Мальчик со скромностью слабо улыбнулся.

— Да всё просто. Какое-то время я подсознательно всё-таки прятал свои способности, но меня выдал один из придворных псайкеров. Один молодой астропат, если быть точнее. Насколько я знаю, отец его потом даже наградил. Собственно, утром следующего дня меня уже привезли сюда. С тех пор никого из своей семьи я не видел. Ни разу.

Руксус не знал, что можно сказать в такой ситуации, однако Каме продолжил с всё той же мягкой улыбкой:

— Честно говоря, как ты думаешь сейчас о своей семье, так и я думаю, как там моя родная тётка.

По взгляду Руксуса Каме увидел, что тот ничего не понимает.

— Всё простой, мой друг. Леди Виена Илентрайт — мэр города Кардена и старшая сестра моей родной матери.

Руксус тихонько присвистнул.

— А твоя семья далеко забралась, дружище.

— Сложно отрицать. Правда вот уже несколько лет это меня совсем не касается. Ну, давай, доедай. От того, что ты будешь голодать, твоим родным легче не станет. Ты кстати, наверное, слышал, — завтра занятия возобновятся. Странно, правда? Пока там пылает наш город, мы здесь продолжим учиться…


Утром следующего дня защитников центра Кардены ожидала неприятнейшая новость: разграбив склады с оружием и боеприпасами, мятежники раздобыли себе лазганы. Конечно, почти никто не умел из них стрелять, но в том одно из преимуществ лазерных винтовок: они достаточно неприхотливы, и не требуют каких-то особых навыков.


Однако боевой дух в рядах восставших оставлял желать лучшего. Несмотря на заполученные лазганы, многим всё равно не прельщалось идти на решающие штурм. Все понимали: теперь, когда они вооружены, арбитры и бойцы ПСС их жалеть не станут. Многие, безусловно, погибнут, но мало кто был готов действительно отдавать жизнь за идеи епарха Клавдиана.
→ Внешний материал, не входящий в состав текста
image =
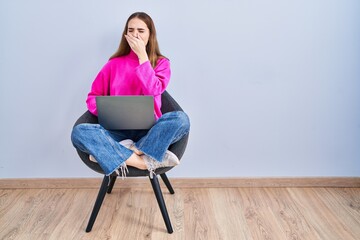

Именно поэтому со штурмом медлили, собираясь с силами и подбадривая оставшихся. Ни то, ни другое особым успехом не увенчалось.

Дело мятежников можно было считать окончательно проигранным тогда, когда к полудню, когда солнце пребывало в зените, над Карденой появились челноки с символом Адепта Сорроритас на бортах. Завидев воздушные транспортники, похожие на могучих белых птиц, многие бунтовщики мгновенно растеряли все остатки боевого духа и бросали с таким трудом доставшееся оружие. Лидеры восстания тщетно пытались удержать беглецов, и даже прямые выстрелы в спины удирающих дезертиров не сильно изменили ситуацию. Честности ради, даже самые фанатичные приспешники епарха поняли, что дело их проиграно. Прибытие Дочерей Императора ясно говорило о том, что преподобный Михаил не разделил идей Клавдиана, а без его поддержки всё их движение обречено на провал.


Челноки окружили город словно стая хищных птиц, и совершили плавную высадку в разных частях Кардены. С глухим шипением открылись створки и на мятежную землю ступили святые сёстры битвы.


Поступь их оказалась неумолима, и ведомые праведным гневом, они практически нигде не встречали сопротивления. Люди либо убегали заранее, едва услышав их приближение, либо бросали оружие и со слезами на глазах молили о прощении. Ни тех ни других воительницы Церкви не трогали, предоставляя их судьбы в руки арбитров.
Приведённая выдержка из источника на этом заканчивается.